A few (silly) things my Dad has taught me that I'll never forget:

- Never, never ever be on the phone during a thunderstorm. He made little labels with this warning to put on our phones at the old house. Of course, this was during the time of landlines, where it is more dangerous.

- On that note, never take a shower while a thunderstorm is brewing outside

- Always close lids on jars

- Finish your cereal milk.

- "Be cautious at all times" while driving. He also made us a little label to put under our speedometer with this warning. I do attribute our little black Volvo making it as far as it did due to the sticker.

- Elbows off the table

Another funny thing about my Dad: in our old house of 23 years we had a problem with crickets. We had a split level house and my room was in the lower level, everyone else was upstairs. Ginna, our dear middle child/sister, had/has an insane fear for crickets and all such critters. It must've been (again, I have a horrible memory) when she was quite young that she would go to the downstairs bathroom and see a cricket every time and it was then referred to "THE CRICKET BATHROOM". She never went in it again. Never. We all tried to secretly trick her into going in whether it be a cry that I broke my arm and couldn't get out of the bathroom w/o Ginna coming in and helping me. Wink wink or other tricks such as such... but I can't remember them. Even the day we moved from the house she wouldn't step foot in it.
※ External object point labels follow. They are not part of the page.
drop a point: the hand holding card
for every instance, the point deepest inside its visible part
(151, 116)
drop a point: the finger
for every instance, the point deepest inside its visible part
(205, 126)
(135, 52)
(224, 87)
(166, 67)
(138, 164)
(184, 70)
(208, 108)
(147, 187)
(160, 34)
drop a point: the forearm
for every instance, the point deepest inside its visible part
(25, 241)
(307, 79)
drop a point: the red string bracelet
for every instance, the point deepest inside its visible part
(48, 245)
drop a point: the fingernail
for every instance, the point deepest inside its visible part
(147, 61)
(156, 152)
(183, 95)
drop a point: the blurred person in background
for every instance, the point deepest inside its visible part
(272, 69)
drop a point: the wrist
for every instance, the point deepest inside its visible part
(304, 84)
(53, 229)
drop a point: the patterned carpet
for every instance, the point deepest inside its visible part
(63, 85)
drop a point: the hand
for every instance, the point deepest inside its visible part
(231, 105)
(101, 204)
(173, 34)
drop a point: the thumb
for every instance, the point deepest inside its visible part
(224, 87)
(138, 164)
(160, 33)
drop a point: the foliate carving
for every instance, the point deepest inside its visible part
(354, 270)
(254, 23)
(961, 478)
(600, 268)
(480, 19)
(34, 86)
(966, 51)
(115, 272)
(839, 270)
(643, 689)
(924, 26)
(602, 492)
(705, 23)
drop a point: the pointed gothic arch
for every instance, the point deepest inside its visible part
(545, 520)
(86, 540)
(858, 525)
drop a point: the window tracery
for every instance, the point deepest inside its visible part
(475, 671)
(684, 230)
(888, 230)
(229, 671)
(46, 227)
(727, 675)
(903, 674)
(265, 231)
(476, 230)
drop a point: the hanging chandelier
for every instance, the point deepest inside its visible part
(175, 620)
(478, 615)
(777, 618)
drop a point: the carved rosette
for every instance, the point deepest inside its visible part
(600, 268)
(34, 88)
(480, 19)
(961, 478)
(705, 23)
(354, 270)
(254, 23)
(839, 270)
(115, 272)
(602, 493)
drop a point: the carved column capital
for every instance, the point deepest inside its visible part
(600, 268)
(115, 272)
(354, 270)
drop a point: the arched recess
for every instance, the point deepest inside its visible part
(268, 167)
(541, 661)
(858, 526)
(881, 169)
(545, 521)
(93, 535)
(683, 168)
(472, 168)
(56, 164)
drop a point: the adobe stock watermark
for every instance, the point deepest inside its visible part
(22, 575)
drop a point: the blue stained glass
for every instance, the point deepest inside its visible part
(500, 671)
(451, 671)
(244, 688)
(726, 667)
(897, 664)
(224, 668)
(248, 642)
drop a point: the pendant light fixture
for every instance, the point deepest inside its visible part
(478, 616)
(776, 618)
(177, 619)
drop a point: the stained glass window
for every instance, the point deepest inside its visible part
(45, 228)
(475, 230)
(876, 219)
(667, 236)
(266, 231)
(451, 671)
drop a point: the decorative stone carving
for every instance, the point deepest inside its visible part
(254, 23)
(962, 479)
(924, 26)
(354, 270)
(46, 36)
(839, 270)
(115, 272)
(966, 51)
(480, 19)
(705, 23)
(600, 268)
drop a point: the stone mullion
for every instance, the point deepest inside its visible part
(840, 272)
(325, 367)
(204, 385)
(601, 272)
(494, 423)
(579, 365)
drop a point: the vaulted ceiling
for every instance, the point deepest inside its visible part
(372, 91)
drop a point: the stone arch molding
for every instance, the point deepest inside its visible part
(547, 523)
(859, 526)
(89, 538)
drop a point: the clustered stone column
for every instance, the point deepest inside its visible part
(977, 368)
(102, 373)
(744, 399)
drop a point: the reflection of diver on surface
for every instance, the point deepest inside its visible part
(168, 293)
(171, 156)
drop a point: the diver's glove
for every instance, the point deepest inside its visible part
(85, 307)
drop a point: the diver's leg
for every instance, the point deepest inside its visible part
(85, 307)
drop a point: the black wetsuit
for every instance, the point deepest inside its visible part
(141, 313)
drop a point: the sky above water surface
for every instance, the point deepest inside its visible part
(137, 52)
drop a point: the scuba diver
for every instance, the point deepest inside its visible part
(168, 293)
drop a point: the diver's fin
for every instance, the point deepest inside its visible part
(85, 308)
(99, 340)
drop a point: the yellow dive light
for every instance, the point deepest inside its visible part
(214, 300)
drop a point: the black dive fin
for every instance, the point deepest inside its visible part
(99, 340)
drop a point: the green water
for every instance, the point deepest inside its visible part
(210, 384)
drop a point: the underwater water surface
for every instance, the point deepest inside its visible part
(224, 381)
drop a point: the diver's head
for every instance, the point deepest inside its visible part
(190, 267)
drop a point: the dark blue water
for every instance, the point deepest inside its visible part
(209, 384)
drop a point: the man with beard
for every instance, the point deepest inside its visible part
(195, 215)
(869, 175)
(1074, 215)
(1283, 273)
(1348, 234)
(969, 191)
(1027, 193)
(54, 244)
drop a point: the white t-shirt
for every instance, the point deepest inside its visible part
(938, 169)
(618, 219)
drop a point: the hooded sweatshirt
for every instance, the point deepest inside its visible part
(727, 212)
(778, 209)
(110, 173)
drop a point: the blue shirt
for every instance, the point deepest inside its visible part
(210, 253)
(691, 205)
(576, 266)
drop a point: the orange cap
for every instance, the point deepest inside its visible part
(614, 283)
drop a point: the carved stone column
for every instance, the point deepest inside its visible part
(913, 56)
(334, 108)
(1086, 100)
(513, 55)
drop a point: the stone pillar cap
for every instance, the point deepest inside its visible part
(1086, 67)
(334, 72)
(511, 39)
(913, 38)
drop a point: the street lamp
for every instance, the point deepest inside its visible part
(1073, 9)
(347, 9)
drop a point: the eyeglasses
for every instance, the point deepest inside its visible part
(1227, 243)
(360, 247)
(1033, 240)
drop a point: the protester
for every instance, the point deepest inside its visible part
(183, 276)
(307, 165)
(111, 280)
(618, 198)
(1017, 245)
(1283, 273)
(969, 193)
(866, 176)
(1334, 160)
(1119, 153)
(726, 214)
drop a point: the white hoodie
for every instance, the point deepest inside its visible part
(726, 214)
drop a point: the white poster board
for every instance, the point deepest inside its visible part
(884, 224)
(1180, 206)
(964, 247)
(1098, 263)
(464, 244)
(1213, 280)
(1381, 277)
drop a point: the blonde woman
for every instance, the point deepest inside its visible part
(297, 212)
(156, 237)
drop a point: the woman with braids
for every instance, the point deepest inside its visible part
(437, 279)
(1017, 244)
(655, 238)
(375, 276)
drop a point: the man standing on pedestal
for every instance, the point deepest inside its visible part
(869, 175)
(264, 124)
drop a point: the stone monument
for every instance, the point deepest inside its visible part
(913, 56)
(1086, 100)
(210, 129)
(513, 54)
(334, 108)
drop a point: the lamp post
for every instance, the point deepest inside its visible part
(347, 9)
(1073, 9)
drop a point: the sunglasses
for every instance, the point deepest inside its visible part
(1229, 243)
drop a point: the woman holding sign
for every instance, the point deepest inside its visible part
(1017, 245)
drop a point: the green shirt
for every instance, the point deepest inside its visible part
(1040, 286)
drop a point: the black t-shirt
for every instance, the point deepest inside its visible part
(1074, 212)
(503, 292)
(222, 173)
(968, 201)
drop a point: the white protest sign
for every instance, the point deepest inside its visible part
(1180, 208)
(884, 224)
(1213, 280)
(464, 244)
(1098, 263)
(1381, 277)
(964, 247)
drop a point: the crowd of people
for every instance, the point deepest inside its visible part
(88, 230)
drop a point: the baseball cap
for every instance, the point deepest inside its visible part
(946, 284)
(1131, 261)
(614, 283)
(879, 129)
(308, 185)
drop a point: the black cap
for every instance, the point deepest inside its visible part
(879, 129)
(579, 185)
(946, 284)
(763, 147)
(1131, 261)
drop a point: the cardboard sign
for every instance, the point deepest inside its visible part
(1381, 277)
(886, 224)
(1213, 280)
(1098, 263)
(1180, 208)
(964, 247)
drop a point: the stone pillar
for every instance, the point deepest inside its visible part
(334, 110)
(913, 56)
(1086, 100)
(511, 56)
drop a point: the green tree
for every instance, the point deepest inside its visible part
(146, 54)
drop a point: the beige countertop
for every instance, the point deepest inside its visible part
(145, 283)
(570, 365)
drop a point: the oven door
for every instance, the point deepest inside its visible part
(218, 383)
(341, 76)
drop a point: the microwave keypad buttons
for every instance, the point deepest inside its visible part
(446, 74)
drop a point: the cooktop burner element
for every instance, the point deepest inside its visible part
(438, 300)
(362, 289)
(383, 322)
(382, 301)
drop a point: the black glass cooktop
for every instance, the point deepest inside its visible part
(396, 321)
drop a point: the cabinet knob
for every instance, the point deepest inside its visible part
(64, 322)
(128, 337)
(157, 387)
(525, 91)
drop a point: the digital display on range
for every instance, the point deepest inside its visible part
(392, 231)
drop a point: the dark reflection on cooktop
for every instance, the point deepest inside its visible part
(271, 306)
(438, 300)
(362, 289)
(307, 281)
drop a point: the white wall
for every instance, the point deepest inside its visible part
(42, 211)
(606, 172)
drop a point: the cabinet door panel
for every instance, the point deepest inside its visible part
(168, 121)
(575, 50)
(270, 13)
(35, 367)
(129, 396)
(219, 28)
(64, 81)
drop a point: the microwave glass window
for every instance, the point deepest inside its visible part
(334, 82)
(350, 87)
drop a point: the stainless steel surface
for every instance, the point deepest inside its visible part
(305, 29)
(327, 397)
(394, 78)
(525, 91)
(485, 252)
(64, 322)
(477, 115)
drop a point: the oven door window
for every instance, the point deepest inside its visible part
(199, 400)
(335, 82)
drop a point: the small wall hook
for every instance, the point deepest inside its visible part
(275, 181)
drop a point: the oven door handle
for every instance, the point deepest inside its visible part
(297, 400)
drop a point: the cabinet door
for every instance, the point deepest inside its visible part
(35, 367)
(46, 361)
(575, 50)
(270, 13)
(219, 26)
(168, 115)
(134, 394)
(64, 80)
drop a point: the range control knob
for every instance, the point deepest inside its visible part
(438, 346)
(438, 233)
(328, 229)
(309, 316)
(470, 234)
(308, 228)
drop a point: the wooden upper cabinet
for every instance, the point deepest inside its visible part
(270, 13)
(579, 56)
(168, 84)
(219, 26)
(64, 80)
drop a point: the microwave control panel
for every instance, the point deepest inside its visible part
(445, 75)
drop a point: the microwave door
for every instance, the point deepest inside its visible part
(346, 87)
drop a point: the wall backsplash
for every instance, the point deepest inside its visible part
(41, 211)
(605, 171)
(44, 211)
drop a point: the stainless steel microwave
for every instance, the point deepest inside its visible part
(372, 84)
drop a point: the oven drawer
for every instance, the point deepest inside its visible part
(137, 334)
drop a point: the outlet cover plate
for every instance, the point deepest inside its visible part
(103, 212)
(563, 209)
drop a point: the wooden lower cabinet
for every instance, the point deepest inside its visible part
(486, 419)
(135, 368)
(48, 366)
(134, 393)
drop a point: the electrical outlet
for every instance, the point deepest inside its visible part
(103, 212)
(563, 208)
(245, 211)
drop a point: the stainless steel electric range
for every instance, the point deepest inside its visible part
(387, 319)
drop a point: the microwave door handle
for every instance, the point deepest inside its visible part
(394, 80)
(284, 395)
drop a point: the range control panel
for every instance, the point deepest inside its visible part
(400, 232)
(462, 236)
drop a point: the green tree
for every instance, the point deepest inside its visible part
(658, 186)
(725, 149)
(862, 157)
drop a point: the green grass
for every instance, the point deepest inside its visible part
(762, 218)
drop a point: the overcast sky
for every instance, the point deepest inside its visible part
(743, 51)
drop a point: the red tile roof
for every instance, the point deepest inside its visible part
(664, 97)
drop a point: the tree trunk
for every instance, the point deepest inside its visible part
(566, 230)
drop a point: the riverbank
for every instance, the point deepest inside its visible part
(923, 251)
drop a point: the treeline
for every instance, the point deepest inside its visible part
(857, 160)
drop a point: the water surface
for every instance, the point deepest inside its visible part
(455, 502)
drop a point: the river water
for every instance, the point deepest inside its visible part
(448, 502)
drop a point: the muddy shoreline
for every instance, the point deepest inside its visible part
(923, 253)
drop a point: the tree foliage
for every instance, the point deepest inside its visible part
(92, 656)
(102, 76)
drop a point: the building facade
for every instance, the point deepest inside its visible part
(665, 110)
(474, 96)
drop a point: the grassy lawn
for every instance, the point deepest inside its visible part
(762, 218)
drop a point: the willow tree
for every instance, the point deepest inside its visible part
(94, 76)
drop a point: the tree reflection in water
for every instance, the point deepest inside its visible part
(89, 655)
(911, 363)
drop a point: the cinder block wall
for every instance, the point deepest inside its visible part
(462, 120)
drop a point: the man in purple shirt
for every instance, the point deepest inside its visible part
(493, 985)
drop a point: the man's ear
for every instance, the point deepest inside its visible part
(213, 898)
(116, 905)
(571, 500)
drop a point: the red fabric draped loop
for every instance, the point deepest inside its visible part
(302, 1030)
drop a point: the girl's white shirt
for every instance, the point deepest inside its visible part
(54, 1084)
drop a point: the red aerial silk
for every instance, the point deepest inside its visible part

Poor Ginna. She had such trepidation for the sighting of crickets and other sneaky little pests. If one of us spotted one while Ginna was in the room, we'd have to do our very best to avoid telling her of the situation and then begin our covert cricket killing/saving operation all with the goal to not have that Ginna girl find out. My Dad usually saved the day on this. I'd go and tell him that there was a cricket and he'd willingly go find it. Now, don't get me wrong... it's not like we had a cricket farm in our house... it was just every now & then. But he was usually the one to do the "disposing".

And lastly, blog world, I will leave you with this, probably the number one thing my Dad has taught us is:

"If the ____ (insert car, house, pool, plane) catches on fire, get out". :) It's a legit warning, it is. But as all parents teach their wee ones to heed this warning, he continued to remind us even into our high school years. It became our family joke. As I'm running out the door headed to meet up w/ friends he yells right before the door shuts: "If Michelle's car catches on fire, get out!". We'd all have a good laugh about it cause most of my friends knew this long running joke.

That's just a few, of the many reasons why my Dad is the best.

(Stay tuned for full blog post shout outs to Mama, Ginna & Lucy) :)


vclement said...

the last few nights i've had nightmares about spiders in my bed. i think it's safe to say i still have that irrational fear...

leeanne said...

ah my grandmother used to tell me not to use the toilet during a thunderstorm because (no kidding) someone in her hometown died while she was on the toilet because lighting struck the water line... I thought I was the only one!

Michelle L. said...

If you'll recall, there was once a time in my life when the warning "if Michelle's car catches on fire, get out" was actually appropriate. Dear William the Jeep was way fun and super cool, but oh-so-flammable - I actually kept a fire extinguisher in there on the d/l...just so I wouldn't scare any parents. So. Your dad, as always, was right. And he is still my go-to weatherman.